Ее тон был столь же холоден, как и выражение лица. Тем не менее он снова спустился вместе с ней в холл, желая проследить, чтобы она, не дай Бог, еще раз не поскользнулась.

— Спасибо, полагаю, вы спасли положение. Милош говорит, что вы — очень одаренный стилист.

— Да?

Таких темных глаз, как у нее, он не видел никогда в жизни. Она смотрела ему прямо в лицо, словно ждала, что он скажет еще что-то, нечто особенное. Слышала ли она сообщение по радио?

— Боюсь, у вас на родине произошел коммунистический переворот, который мы предсказывали.

— Я знаю, полковник Тауэрс.

Он чувствовал себя неловко, испытывая потребность как-нибудь утешить ее, однако в растерянности не находил нужных слов.

Сверху послышался голос Хани:

— Дорогой, не знаю, как тебя благодарить. Подожди, сейчас ты увидишь, как Людмила меня причесала — и Сьюзен тоже. Я никогда так хорошо не выглядела в Палм-Бич. Мы открыли настоящее сокровище. Никак не пойму, почему Милош, противный мальчишка, никогда не говорил мне раньше. А теперь поторопись, у тебя меньше часа до того, как соберутся все гости.

— Спасибо, Людмила, — сказал он.

Она не проявляла неуважения, но продолжала смотреть ему прямо в глаза, не говоря ни слова и без малейших признаков смущения или неловкости. Она была высокого роста и… да, он вынужден был признать, что Милош не преувеличивал. Без косметики и убого одетая, она все же была несомненно красива.

Нью-Йорк, 1949

— Это принесет тебе дополнительные дивиденды, Норрис. Твой совет по поводу соевых бобов невозможно переоценить. Поверив в Бойера и его замечательную технологию и профинансировав эти исследования, ты попал прямо в яблочко. Должен признаться, я сам до сих пор с трудом верю, что из соевых бобов можно на самом деле получить муку, в которой содержится девяносто процентов протеинов! Невероятно! Начинай оформление патента. Я согласен с тобой, мы можем кое-что сделать для голодающих орд в Европе, что даст нам большие преимущества в Вашингтоне, а также законную прибыль.

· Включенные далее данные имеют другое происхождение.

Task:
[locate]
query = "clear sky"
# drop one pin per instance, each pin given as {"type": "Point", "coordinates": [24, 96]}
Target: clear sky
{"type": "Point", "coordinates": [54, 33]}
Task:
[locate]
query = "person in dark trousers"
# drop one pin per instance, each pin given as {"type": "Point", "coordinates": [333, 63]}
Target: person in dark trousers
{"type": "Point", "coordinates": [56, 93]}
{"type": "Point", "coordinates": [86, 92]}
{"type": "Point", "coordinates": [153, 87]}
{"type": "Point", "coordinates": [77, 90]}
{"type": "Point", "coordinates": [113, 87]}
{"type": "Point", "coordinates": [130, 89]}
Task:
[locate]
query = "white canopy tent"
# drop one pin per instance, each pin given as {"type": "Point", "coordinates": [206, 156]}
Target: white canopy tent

— Мне не нужны дивиденды, Бен. — По утверждению некоторых, Норрис говорил особенно тихо в самые критические моменты переговоров.

Бенедикт ожидал чего-то подобного, но не сказал ни слова в ответ, тогда как его самый ценный заместитель продолжал:

— Я предпочел бы долю пая и место в совете директоров.

Норрис заслужил и то, и другое, они оба знали это. Но оба также понимали, что при существующей структуре компании это невозможно осуществить.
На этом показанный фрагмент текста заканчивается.